Thanks for sharing. And how awful about the other person's goat. :-( I can't imagine the position you were in. We're getting no-dig wire mesh installed at the bottom of the whole fence to hopefully be proactive. The spotlight that is motion sensored is an excellent idea, thank you. The bell is certainly something to consider too. I really appreciate you sharing your experiences/lessons learned!


----------



## Dylann (Jun 21, 2020)

Goataddict said:


> I have a 4 feet fence as well keeps the goat in and offer adequate protection. Have you considered electric fencing zaps the goats going out and zaps what is trying to get in. Leave no space as goats and predators can go out and come in. The major predator in my area is the dogs. ( They decimated my entire chicken and rabbit population)
> 
> My dog ( though not a guardian) with her bark she scares things away and alerts us to intruders.


Yes have definitely considered it, but biggest worry is if it is safe for the animals? Read just a few (which was enough!) really sad stories about animals getting stuck and injured. Any experiences to share or have you found it entirely safe?
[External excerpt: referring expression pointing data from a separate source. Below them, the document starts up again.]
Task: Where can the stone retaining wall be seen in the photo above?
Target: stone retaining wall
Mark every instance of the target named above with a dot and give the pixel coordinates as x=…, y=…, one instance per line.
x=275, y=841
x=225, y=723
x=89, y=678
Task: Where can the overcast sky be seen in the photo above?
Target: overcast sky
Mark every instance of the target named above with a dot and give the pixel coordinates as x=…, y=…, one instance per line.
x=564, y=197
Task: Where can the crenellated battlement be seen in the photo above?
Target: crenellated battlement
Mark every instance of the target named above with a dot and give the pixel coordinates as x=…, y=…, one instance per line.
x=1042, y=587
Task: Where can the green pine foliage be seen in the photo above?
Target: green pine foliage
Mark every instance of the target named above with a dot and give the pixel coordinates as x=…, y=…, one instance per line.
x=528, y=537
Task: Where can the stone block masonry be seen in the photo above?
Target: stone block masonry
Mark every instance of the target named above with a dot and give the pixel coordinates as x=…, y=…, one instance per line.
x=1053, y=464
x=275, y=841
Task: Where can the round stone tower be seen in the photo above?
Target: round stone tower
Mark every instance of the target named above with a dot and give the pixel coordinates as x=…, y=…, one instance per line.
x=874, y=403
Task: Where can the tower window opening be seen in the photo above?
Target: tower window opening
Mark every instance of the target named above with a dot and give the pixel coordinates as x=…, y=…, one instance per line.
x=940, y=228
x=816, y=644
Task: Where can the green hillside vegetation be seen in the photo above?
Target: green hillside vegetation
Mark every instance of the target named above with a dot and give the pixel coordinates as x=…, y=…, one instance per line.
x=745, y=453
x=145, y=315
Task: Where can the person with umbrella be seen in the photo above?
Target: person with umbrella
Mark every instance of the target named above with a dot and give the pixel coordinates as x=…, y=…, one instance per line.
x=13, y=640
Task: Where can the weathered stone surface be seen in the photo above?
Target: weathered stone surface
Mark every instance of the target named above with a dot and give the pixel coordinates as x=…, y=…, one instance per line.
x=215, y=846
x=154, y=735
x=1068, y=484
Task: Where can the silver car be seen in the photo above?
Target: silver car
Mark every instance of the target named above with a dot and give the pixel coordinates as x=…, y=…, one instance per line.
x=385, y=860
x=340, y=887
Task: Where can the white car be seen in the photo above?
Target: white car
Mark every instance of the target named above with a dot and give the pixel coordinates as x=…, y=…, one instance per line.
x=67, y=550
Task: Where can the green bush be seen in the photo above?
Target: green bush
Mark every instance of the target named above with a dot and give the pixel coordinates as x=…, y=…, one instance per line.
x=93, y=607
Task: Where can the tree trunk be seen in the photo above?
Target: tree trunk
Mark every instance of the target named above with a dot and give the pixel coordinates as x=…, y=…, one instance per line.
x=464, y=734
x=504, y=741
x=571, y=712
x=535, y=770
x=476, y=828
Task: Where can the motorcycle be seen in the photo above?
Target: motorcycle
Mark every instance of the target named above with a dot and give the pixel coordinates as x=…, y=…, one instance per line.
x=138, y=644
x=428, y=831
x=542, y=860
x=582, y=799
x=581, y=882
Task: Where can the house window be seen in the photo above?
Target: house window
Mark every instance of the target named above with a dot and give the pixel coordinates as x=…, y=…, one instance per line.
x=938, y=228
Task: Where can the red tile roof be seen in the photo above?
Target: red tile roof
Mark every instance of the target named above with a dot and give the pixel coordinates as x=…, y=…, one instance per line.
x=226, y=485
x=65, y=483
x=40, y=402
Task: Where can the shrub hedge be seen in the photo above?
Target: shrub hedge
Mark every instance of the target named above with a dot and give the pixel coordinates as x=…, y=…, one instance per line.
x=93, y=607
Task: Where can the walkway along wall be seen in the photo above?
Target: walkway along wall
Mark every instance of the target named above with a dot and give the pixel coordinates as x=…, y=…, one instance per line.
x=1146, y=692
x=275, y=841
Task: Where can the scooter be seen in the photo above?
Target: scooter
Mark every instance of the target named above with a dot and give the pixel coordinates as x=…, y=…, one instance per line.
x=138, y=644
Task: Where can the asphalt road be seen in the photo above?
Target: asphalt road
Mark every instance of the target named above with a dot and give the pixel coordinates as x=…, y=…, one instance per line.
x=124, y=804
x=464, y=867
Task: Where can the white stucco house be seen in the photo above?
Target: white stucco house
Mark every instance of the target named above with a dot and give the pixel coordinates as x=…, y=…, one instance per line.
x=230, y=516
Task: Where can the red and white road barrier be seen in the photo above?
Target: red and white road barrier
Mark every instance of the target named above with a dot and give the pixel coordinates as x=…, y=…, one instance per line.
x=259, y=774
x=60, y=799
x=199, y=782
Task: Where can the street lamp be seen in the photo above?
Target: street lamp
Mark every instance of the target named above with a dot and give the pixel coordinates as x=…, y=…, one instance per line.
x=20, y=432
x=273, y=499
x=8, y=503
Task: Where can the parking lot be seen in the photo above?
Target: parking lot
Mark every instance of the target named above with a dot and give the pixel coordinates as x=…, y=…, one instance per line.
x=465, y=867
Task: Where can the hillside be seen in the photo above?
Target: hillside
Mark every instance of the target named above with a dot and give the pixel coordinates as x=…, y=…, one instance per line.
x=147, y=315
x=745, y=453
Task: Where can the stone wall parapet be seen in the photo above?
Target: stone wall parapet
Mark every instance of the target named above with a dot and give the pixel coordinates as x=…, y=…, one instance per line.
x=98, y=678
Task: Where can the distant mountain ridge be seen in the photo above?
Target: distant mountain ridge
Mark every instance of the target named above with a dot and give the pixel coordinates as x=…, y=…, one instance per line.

And so sorry to hear about the chickens and rabbits, that's awful. :-(


----------



## Ashlynn (Oct 1, 2017)

Dylann said:


> Yes have definitely considered it, but biggest worry is if it is safe for the animals? Read just a few (which was enough!) really sad stories about animals getting stuck and injured. Any experiences to share or have you found it entirely safe? And so sorry to hear about the chickens and rabbits, that's awful. :-(


If you wanted to do electric, I would put it on the outside. Goats are relatively easy to keep in regular fencing as long as there are no holes going under the fence, no things to help climb over the fence, and the gate is at an appropriate height off the ground to where it can swing well but not let them slip under. Predators getting in would be the main issue. You could have regular fencing and then strands of solar electric fencing on the outside to deter things from getting in. That way the goats are less likely to get stuck, but you still have the electric protection.


----------



## Dylann (Jun 21, 2020)

Ashlynn said:


> If you wanted to do electric, I would put it on the outside. Goats are relatively easy to keep in regular fencing as long as there are no holes going under the fence, no things to help climb over the fence, and the gate is at an appropriate height off the ground to where it can swing well but not let them slip under. Predators getting in would be the main issue. You could have regular fencing and then strands of solar electric fencing on the outside to deter things from getting in. That way the goats are less likely to get stuck, but you still have the electric protection.


Ahh that makes total sense, thank you.


----------



## Goataddict (Jun 8, 2020)

Dylann said:


> Yes have definitely considered it, but biggest worry is if it is safe for the animals? Read just a few (which was enough!) really sad stories about animals getting stuck and injured. Any experiences to share or have you found it entirely safe? And so sorry to hear about the chickens and rabbits, that's awful. :-(


Yes it is safe for animals. It delivers a shock that after the animal won't forget and will make the connection that the fence means trouble and getting zapped. I would think they would stay away from the fence or certain distance not close enough to get stuck in it. The point @Ashlynn made is okay as well. It really depends on the user though. 
Thanks it can be though sometimes.


----------